Mad Men just finished the first half of its latest season with the episode “For Immediate Release.” Unfortunately, the episode represents a low point in an already disappointing season. From the start, Season 6 felt like Matthew Weiner was having fun at our expense. In the first episode, the audience discovers the Dante that Don is reading comes from his new paramour. We get it: Don is going to hell. But “For Immediate Release” goes a step further into very hokey territory. The secondary theme of the episode was hypocrisy, and the entire plotline revolved around men getting angry at other men for things they themselves were guilty of.
The episode starts with the quiet plot to take SCDP public. Joan and Pete are almost rapturous at the idea of making tons of money for all of the partners. The security it offers Joan coupled with the compliments from the underwriter on how well Joan kept SCDP’s financial records has her more excited about this prospect than any previous. Inevitably, this leads to her conflict with Don when he blows the whole thing up by ditching Jaguar, the company she prostituted herself to in order to gain their business. Joan and Don have traditionally been allies in the series, so seeing them at odds is new. Weiner is using every plot line to show Don’s complete isolation from the rest of the people around him. Thankfully, this attempt was significantly more subtle.
Pete Campbell is of course outraged that Don ended their business relationship with Jaguar. He joins Joan in scolding him in the conference room for making every decision unilaterally. It is at that moment that Roger, deux-ex-machina style, pops in to say that he has secured a pitch meeting with Chevrolet. This is, as they say, a big fish. In a bit of comedic timing, SCDP is informed shortly thereafter that Pete has also cost them a business relationship with Vicks chemical by running into his father-in-law at a whorehouse. Between that and Pete falling down the stairs in his state of rage, it is hard not to laugh at his impotency.
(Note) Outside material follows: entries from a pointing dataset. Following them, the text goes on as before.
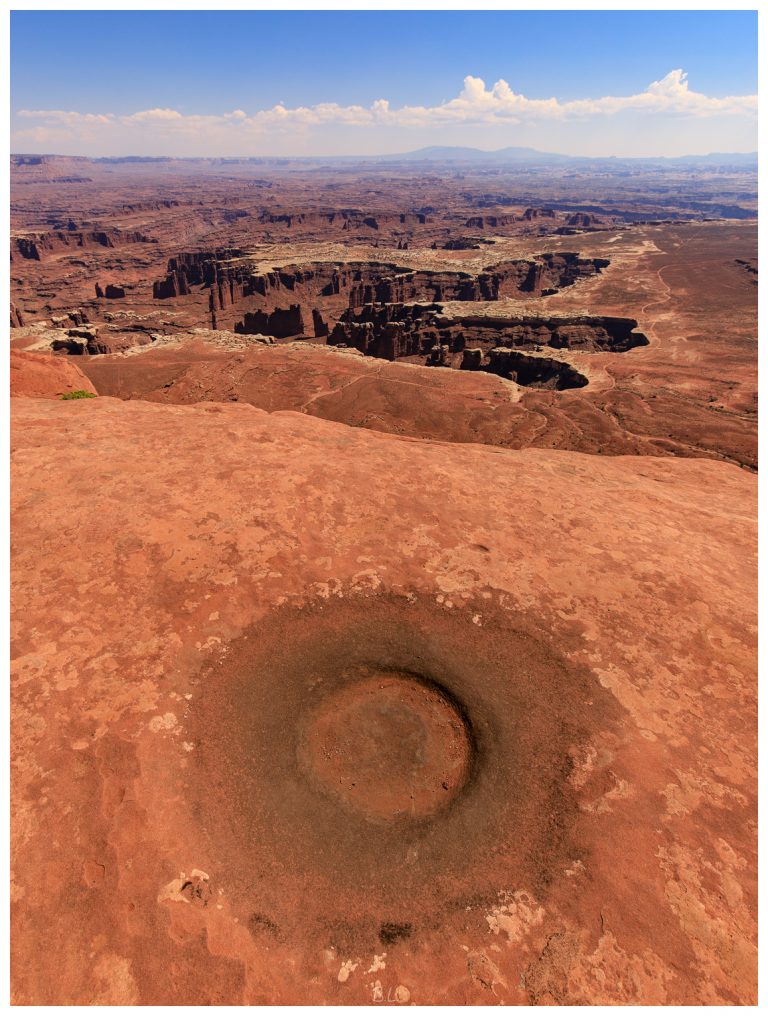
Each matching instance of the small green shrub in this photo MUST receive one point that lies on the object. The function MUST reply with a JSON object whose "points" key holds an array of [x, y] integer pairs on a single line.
{"points": [[78, 394]]}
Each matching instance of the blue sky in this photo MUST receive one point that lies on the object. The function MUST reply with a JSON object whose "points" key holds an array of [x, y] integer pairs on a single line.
{"points": [[200, 65]]}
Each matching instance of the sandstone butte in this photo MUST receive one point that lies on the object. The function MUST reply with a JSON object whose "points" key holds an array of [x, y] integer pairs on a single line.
{"points": [[573, 637]]}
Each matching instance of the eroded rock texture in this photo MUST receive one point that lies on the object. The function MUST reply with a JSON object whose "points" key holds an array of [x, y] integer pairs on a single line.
{"points": [[585, 623]]}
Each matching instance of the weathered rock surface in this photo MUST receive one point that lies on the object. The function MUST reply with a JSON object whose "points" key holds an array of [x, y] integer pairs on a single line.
{"points": [[44, 376], [210, 572], [236, 288]]}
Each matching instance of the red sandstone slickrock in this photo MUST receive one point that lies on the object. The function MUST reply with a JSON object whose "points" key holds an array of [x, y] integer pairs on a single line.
{"points": [[188, 579]]}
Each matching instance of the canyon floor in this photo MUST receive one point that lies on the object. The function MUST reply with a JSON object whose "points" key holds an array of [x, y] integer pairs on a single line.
{"points": [[384, 622]]}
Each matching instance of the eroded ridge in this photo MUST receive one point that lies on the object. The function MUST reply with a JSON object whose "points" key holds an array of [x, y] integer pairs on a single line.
{"points": [[304, 299]]}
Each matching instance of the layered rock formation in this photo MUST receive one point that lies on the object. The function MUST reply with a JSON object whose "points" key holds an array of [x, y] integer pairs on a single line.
{"points": [[395, 331], [233, 283], [39, 246]]}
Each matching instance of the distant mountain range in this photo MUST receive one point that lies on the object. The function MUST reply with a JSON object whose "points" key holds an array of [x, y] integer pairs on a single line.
{"points": [[433, 153], [438, 153]]}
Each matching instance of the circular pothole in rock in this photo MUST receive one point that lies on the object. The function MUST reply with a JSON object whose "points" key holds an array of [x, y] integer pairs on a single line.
{"points": [[374, 763], [389, 747]]}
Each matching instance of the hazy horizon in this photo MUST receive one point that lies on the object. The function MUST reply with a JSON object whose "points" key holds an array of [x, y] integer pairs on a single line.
{"points": [[250, 84]]}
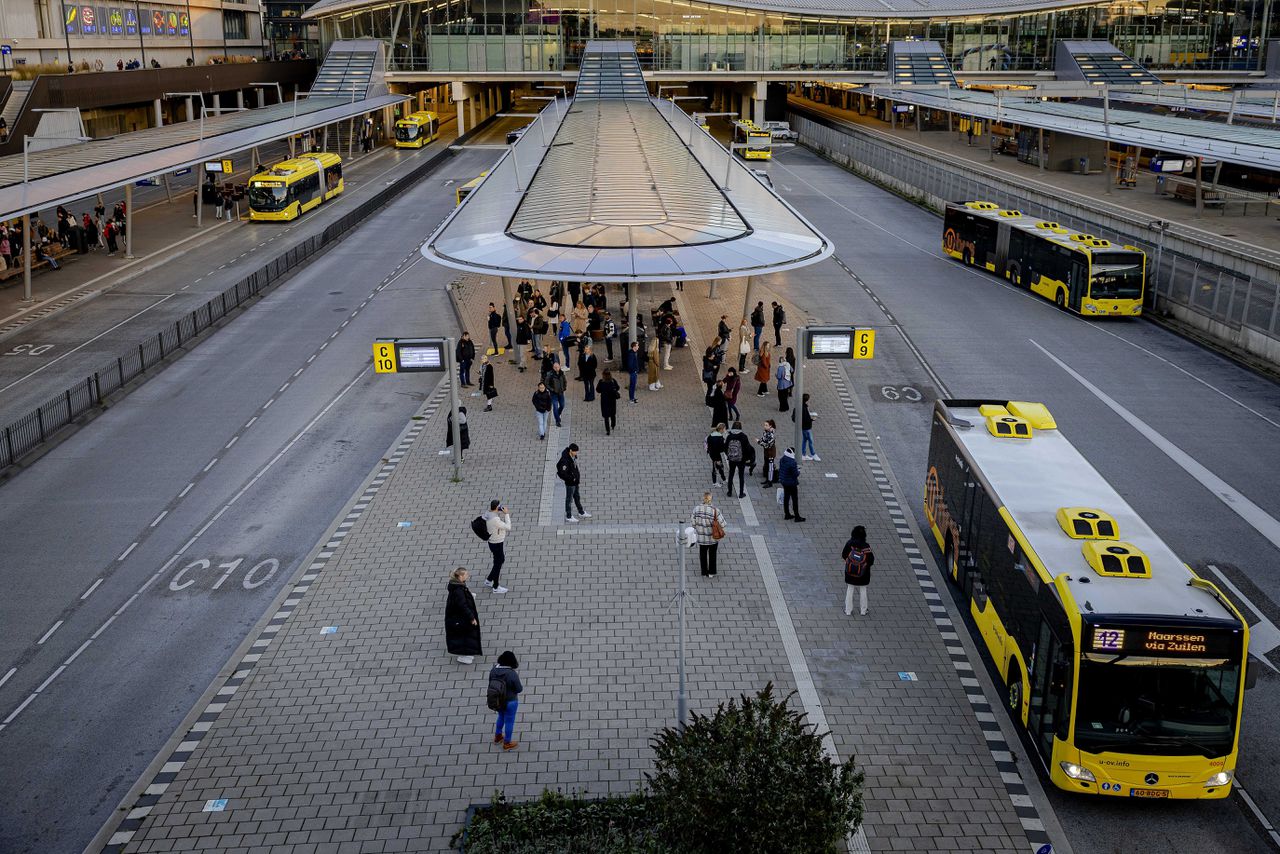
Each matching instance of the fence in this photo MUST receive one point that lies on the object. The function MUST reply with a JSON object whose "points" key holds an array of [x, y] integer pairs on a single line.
{"points": [[32, 429], [1235, 307]]}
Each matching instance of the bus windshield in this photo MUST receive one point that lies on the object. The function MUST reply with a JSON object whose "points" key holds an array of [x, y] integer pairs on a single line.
{"points": [[268, 196], [1156, 706]]}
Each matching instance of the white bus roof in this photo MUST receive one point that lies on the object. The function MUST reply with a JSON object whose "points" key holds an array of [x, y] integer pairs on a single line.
{"points": [[1034, 478]]}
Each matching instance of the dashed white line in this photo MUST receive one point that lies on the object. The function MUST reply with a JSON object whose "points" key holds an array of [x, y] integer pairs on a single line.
{"points": [[49, 634]]}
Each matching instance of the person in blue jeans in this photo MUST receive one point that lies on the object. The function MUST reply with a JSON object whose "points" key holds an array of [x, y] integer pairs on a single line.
{"points": [[504, 670]]}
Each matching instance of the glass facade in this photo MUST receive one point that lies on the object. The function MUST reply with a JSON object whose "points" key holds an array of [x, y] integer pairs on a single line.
{"points": [[681, 35]]}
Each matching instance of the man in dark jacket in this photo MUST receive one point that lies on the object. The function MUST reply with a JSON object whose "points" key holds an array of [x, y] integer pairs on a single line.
{"points": [[780, 316], [567, 471], [465, 354], [461, 620], [789, 475]]}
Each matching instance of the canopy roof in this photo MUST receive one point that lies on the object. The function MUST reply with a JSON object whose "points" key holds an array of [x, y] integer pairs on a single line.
{"points": [[609, 187]]}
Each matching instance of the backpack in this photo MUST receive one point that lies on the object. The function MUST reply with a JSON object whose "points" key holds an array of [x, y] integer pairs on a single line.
{"points": [[856, 569], [496, 695]]}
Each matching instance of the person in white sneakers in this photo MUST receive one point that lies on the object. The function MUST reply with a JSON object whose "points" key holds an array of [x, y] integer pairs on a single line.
{"points": [[498, 521], [566, 469]]}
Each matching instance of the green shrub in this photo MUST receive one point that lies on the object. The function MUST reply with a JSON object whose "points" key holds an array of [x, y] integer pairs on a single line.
{"points": [[752, 777]]}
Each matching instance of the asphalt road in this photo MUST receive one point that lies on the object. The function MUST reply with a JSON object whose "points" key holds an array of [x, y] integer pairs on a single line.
{"points": [[138, 552], [949, 329]]}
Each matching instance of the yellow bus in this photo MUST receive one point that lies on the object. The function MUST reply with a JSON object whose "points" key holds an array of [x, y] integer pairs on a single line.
{"points": [[1083, 273], [1125, 667], [465, 190], [292, 187], [416, 129], [757, 144]]}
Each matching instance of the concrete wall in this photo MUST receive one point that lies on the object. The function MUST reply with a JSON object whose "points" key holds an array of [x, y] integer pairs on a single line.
{"points": [[1226, 290]]}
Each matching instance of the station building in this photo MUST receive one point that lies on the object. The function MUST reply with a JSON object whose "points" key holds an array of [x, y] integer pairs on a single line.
{"points": [[763, 36]]}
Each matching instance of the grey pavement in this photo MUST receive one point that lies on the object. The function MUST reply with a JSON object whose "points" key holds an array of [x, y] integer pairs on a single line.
{"points": [[371, 738]]}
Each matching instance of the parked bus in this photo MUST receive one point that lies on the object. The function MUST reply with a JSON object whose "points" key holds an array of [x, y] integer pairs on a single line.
{"points": [[1079, 272], [292, 187], [758, 142], [416, 129], [465, 190], [1125, 667]]}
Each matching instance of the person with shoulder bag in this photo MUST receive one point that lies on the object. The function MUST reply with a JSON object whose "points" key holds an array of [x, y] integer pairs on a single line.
{"points": [[709, 525]]}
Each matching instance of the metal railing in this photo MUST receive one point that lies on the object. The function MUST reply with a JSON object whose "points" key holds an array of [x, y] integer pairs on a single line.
{"points": [[1220, 295]]}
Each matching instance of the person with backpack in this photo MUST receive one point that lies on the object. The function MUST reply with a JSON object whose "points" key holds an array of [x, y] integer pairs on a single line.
{"points": [[502, 697], [709, 525], [785, 383], [858, 570], [736, 447], [609, 393], [716, 451], [566, 469], [757, 324], [789, 475], [498, 524], [487, 383], [461, 619]]}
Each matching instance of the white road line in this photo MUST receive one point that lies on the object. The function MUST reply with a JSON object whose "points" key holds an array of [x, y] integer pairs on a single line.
{"points": [[49, 634], [54, 361], [805, 688], [1261, 521], [1264, 636]]}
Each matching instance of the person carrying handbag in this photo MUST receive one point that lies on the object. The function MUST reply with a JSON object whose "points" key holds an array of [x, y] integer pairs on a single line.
{"points": [[709, 525]]}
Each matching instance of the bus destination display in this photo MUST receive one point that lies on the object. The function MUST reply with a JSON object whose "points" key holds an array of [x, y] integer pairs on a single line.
{"points": [[1142, 640]]}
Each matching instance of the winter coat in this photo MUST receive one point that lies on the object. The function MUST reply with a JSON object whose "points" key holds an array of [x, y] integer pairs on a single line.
{"points": [[461, 636], [487, 382], [871, 560], [609, 392], [762, 370], [789, 471]]}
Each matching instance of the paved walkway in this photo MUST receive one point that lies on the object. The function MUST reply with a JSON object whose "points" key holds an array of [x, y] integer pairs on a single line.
{"points": [[343, 725], [1256, 229]]}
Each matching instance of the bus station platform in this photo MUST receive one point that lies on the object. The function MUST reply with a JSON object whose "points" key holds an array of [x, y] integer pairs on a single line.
{"points": [[342, 724]]}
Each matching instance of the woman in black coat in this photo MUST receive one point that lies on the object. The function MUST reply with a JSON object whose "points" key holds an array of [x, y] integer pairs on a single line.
{"points": [[609, 392], [487, 383], [461, 620]]}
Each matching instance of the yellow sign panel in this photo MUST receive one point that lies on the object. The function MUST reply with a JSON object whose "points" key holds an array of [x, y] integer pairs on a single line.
{"points": [[384, 357], [864, 343]]}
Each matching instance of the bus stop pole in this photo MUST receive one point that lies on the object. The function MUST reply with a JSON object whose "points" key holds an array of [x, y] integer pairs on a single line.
{"points": [[798, 389], [449, 343], [128, 222]]}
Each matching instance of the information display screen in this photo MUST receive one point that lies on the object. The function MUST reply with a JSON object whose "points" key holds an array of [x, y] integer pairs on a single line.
{"points": [[1171, 642]]}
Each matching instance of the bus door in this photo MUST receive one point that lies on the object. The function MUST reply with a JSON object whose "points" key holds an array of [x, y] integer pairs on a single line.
{"points": [[1048, 708]]}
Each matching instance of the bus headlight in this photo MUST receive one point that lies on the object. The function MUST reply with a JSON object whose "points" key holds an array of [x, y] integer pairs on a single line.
{"points": [[1078, 772]]}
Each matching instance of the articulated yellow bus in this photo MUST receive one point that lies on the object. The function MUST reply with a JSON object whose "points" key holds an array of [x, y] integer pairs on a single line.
{"points": [[416, 129], [293, 187], [758, 142], [1079, 272], [1125, 667], [465, 190]]}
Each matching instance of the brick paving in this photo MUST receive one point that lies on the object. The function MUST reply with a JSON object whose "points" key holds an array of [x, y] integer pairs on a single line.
{"points": [[374, 739]]}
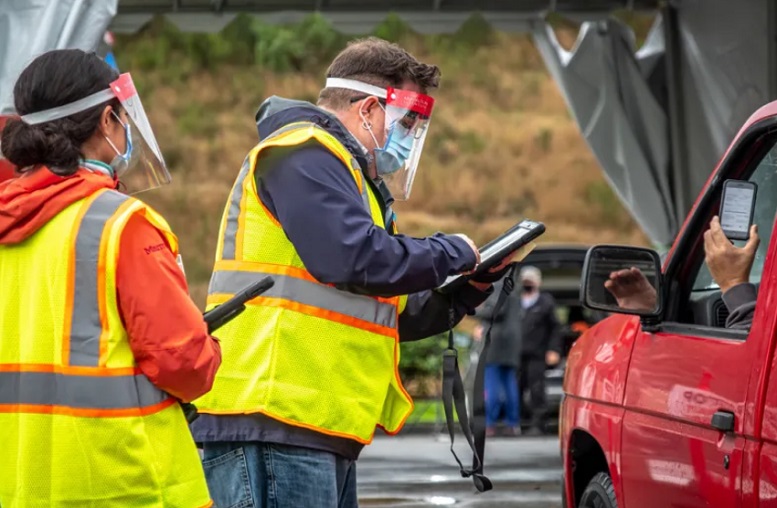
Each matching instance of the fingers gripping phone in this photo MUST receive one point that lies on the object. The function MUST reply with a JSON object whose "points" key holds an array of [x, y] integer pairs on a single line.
{"points": [[737, 207]]}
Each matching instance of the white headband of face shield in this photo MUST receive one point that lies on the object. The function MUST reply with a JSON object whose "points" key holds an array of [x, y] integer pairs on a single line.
{"points": [[78, 106], [357, 86]]}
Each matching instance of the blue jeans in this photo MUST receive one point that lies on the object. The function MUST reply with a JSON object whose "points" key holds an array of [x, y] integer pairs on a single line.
{"points": [[265, 475], [501, 380]]}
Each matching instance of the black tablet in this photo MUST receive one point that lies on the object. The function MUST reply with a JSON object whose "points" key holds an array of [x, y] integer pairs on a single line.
{"points": [[492, 253]]}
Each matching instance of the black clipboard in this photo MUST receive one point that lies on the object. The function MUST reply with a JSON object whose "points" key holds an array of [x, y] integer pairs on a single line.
{"points": [[492, 253], [227, 311], [223, 314]]}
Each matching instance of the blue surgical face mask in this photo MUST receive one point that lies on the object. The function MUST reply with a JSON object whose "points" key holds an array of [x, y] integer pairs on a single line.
{"points": [[393, 155], [120, 163]]}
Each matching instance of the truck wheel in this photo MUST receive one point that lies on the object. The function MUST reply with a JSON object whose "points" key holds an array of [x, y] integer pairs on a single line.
{"points": [[599, 493]]}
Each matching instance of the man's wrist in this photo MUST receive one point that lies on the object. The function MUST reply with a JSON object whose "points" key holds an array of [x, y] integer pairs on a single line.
{"points": [[728, 284]]}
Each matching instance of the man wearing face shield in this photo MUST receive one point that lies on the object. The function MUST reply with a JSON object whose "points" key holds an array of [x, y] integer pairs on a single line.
{"points": [[99, 339], [310, 367]]}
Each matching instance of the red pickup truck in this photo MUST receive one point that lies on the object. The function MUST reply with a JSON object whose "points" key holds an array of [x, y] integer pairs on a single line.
{"points": [[668, 407]]}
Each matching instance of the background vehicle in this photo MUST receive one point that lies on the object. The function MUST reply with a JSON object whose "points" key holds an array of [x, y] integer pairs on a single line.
{"points": [[671, 408]]}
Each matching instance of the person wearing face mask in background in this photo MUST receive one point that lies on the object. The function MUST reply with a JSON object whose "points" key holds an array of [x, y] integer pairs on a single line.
{"points": [[99, 339], [310, 367], [541, 343], [502, 394]]}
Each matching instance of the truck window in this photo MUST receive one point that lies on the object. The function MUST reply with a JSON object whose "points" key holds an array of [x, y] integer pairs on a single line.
{"points": [[765, 176]]}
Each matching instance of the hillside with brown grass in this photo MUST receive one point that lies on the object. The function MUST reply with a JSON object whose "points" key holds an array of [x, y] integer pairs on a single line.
{"points": [[502, 144]]}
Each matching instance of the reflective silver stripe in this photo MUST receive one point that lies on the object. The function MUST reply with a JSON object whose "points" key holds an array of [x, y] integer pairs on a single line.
{"points": [[79, 392], [233, 215], [309, 293], [85, 329], [230, 232]]}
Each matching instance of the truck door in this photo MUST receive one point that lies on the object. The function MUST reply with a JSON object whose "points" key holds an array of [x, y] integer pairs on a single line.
{"points": [[690, 375]]}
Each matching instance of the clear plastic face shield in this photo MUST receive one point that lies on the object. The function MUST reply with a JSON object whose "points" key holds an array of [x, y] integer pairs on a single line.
{"points": [[407, 123], [141, 167]]}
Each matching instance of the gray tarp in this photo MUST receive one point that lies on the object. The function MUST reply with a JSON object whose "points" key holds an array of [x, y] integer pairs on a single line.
{"points": [[659, 119], [31, 27], [625, 125]]}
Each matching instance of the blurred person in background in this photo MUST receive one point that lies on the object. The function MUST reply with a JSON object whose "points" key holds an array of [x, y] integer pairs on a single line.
{"points": [[98, 335], [502, 359], [541, 341]]}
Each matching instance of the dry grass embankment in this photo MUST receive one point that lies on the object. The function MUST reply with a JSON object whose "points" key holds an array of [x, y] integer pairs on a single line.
{"points": [[502, 144]]}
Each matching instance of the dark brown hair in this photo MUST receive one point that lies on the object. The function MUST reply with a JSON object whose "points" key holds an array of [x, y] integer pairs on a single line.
{"points": [[54, 79], [377, 62]]}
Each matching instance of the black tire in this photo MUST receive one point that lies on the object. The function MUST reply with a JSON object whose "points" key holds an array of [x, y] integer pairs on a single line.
{"points": [[599, 493]]}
It is a bit less funny when his father-in-law pushes him to reveal both of their whoring to Pete’s wife Trudy.
We have been down this road before with Mad Men. Gaining an account last second is a storyline they have trotted out before and it is getting a bit clichéd. Oh and the car they are pitching? The XP-887, better known as The Chevy Vega, a total bust. Yet again, any positive momentum is going to be reversed. Weiner is being a bit heavy-handed by picking the Vega, though at least it is somewhat humorous.
Meanwhile, Peggy Olson is getting hit on by her boss, Ted Chaough, and she cannot help but picture her life with him rather than the mustachioed hipster she currently spends her time with. This leads to a later scene that is quite ridiculous. Peggy begins to daydream of her boss kissing her while he reads from Emerson. The scene is complete with ridiculous elevator music playing in her head. It is unimaginable that this woman who Weiner has spent so much time building into a serious character would be subject to such whimsy. It is a pretty silly departure.
The episode concludes with Don and Ted Chaough meeting at a bar in Detroit before both of their pitch meetings with Chevy. They hatch a plan to merge the two agencies in order to secure Chevy’s business. This is essentially the plot from the season finale of Season 3 when the main characters left to form SCDP in the first place.
“For Immediate Release” thoroughly demonstrates this season’s repetitive plot lines and lack of subtlety. Don continues to be unable to see things from anyone’s perspective but his own, Pete is the eternal beta male, and dramatic business developments continue to come at the last second for SCDP. Peggy’s ridiculous (and poorly written) daydream sequence is representative of the 2×4 Weiner has been taking to the audience to get his message across. She is growing past her idealistic phase: we get it, Weiner. I remain an unabashed Mad Men fan and will continue until the bitter end, but I want to see the show get back to its mastery of subtle messaging or else it risks become a caricature of itself.